On the Saturday before the Sunday when the Fourth of July celebrations were to be held at Doreen Beach, Daddy and I accompanied Curly and Truckbox Al McClintock to Edmonton in Curly’s inherited dump truck in order to pick up the fireworks from Mr. Prosserstein at the Acme Novelty and Carnival Supplies store. The cab of the dump truck smelled of grease and exhaust fumes, and the four of us sat ankle-deep in mufflers, crankshaft parts, and expired plugs, points, and condensers. Curly McClintock, who was slow moving and slow thinking, and who, Daddy said, was built so close to the ground his knuckles dragged, had created a son in his own image, except that Truckbox Al’s facial features resembled his mama, the youngest and most bulldog-faced Gordonjensen girl. My own daddy in his bib-overalls, black mackinaw sweater my mama had knitted him, and tweed cap, certainly appeared large to me, though my daddy preferred burly to describe his physical build.
The Acme Novelty and Carnival Supplies store was exactly as I had imagined heaven, full to the eyeballs, as Daddy put it, of every geegaw known to man and a few that weren’t. There were fake false teeth that wound up with a key and chattered when set on a table; a whole section with nothing but stuffed toys, another with nothing but box games, and a jewelry section with genuine diamond rings for as little as five dollars each.
I was allowed to carry one of the two boxes of fireworks to the truck, and while the box was large and had the name ‘Acme Novelty and Carnival Supplies’ stenciled on its side, it didn’t weigh but ten pounds at maximum.
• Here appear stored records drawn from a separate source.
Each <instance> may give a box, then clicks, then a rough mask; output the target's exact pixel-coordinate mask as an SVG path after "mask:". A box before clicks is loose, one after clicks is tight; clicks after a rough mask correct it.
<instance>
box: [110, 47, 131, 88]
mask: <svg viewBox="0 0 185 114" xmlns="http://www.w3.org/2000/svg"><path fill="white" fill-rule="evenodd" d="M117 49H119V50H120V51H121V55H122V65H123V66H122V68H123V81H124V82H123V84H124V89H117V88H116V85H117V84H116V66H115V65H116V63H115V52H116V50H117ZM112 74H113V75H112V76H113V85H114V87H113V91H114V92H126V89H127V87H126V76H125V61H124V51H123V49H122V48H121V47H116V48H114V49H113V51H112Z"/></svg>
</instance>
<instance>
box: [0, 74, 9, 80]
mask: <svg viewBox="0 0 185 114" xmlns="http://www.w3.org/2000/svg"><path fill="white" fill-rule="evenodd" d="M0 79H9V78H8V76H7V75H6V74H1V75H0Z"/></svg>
I had somehow always thought of fireworks as being heavy.
At the baseball tournament at Doreen Beach, there were four teams: New Oslo Blue Devils with Truckbox Al McClintock playing right field and wielding a big bat, the all-Indian team from the reserve at Lac Ste. Anne – the Indians from Lac Ste. Anne were always able to raise a team, Daddy said, because they had about two thousand people on the reserve, whereas the communities in the Six Towns Area often had difficulty coming up with nine live, or semi-live, players – the Sangudo Mustangs, and Doreen Beach, who, since they were the host team, had made a monumental effort to come up with a full contingent, which they did, without even having to call on Loretta Cake. The unconscious Kortgaard, having eventually recovered from landing on his neck in Loretta Cake’s front yard, had gotten himself married to the second-oldest Venusberg Yaremko girl, who was built like a brick backhouse and who, when viewed from the side, had a startling resemblance to a pig, a statement made in all kindness, my mama said, because, swear on a stack of Bibles, it was true. Now, the second-oldest Venusberg Yaremko girl was taller than the unconscious Kortgaard whether standing up or lying prone, and probably also stronger, for she had once punched out one of the Dwerynchuk twins, either Wasyl or Bohdan, no one was sure which, after a dance and box social at New Oslo, where raisin wine, dandelion wine, homemade beer, and good old bring-on-blindness, logging-boot-to-the-side-of-the-head home brew had been consumed, a good deal of it by the second-oldest Venusberg Yaremko girl, who, it was said with some admiration, could drink like a man.